Child mortality rates have improved in recent years with increased reach of immunisation campaigns but maternal mortality rates remain unacceptably high.

Malawi is a small nation in southern Africa with a population of about thirteen million. It is one of the least developed countries with very low life expectancy. Two thirds of the population live below the national poverty line and more than one in five people live in ultra poverty – unable to afford basic minimum food requirements.

Population growth, fertility, maternal and child mortality rates are among the highest in Africa and forty six per cent of children under the age of five are chronically malnourished. Families and communities are grappling with HIV and AIDS, malaria and other diseases, dependant upon increasingly unpredictable rains to support subsistence farming on severely depleted soils in a deteriorating natural environment. Eighty five per cent of the population lives in rural areas on landholdings of diminishing size.

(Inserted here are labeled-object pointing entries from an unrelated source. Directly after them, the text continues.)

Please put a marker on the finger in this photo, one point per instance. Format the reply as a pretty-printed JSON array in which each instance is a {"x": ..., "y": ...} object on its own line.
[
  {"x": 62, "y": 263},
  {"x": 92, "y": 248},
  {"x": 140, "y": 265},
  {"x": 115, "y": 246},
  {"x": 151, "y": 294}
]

We have the opportunity to help more than half of Malawi’s population out of extreme poverty. In Malawi, 69 infants for every 1,000 live births and 118 children under five, die from preventable or treatable illnesses. Maternal mortality rates are among the highest in the world claiming over 5,800 women at childbirth or pregnancy related illnesses. These unacceptable high fatalities can be stopped with simple measures including access to child and maternal health care, immunisation, distribution of mosquito nets and prevention of mother to child transmission of HIV and proper nutrition.

We have an unprecedented opportunity to accelerate growth, reduce poverty and realize a meaningful change in the lives of millions of Malawians.

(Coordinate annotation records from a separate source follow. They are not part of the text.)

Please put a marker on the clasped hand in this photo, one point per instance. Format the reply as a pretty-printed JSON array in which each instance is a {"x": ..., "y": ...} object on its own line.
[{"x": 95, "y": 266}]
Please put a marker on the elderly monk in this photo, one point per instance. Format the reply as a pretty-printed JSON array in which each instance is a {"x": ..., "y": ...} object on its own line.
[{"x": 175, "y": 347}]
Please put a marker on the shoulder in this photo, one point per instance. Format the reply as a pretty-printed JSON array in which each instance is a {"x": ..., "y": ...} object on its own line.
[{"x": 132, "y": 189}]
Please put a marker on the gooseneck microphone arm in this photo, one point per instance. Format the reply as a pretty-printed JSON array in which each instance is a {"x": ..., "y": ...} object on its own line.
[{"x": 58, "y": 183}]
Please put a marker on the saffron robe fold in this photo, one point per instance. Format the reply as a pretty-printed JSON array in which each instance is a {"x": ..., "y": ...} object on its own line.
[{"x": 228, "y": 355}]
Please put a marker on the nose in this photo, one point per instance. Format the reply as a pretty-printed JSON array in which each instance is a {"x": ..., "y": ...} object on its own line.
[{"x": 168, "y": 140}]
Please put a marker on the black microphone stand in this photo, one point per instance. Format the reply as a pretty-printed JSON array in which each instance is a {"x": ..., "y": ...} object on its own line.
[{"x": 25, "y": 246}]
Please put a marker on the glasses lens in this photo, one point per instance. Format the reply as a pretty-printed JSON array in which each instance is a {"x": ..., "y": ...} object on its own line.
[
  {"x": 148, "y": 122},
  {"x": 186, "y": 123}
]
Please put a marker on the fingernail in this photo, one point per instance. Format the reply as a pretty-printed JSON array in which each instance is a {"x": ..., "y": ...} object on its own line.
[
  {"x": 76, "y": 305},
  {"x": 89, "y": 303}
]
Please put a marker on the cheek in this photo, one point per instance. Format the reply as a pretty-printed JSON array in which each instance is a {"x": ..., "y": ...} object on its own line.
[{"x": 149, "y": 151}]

More than a quarter of Malawians do not have access to safe drinking water sources. Only half of healthcare clinics have a proper water supply and sanitation. With clean water and sanitation, we can reduce the appalling numbers every year who suffer from cholera and other water borne diseases.

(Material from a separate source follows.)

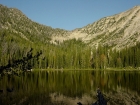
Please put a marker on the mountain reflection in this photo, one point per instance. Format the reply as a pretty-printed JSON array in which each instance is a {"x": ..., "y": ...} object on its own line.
[{"x": 70, "y": 87}]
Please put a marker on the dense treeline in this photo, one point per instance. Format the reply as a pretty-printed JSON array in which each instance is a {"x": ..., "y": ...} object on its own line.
[{"x": 71, "y": 54}]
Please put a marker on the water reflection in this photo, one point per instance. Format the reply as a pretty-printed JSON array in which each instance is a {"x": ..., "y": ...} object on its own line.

More women and girls should have an education, go to school, access economic and political opportunity, and have greater security.

There is great potential to improve the quality of life of every Malawians. We know the problems and we know what to do. Government, NGOs, civil society, political and local leaders and the UN must work diligently together to secure the resources and political will to make the goals a reality by 2019.

The MDGs are achievable with the right combination of policy action and policy sequencing, the right application of resources effective communication. It requires scaling up of public investment, capacity building, domestic resource mobilization and international partnership and development assistant. We need to strengthen governance, human rights, engage with civil society and promote the private sector.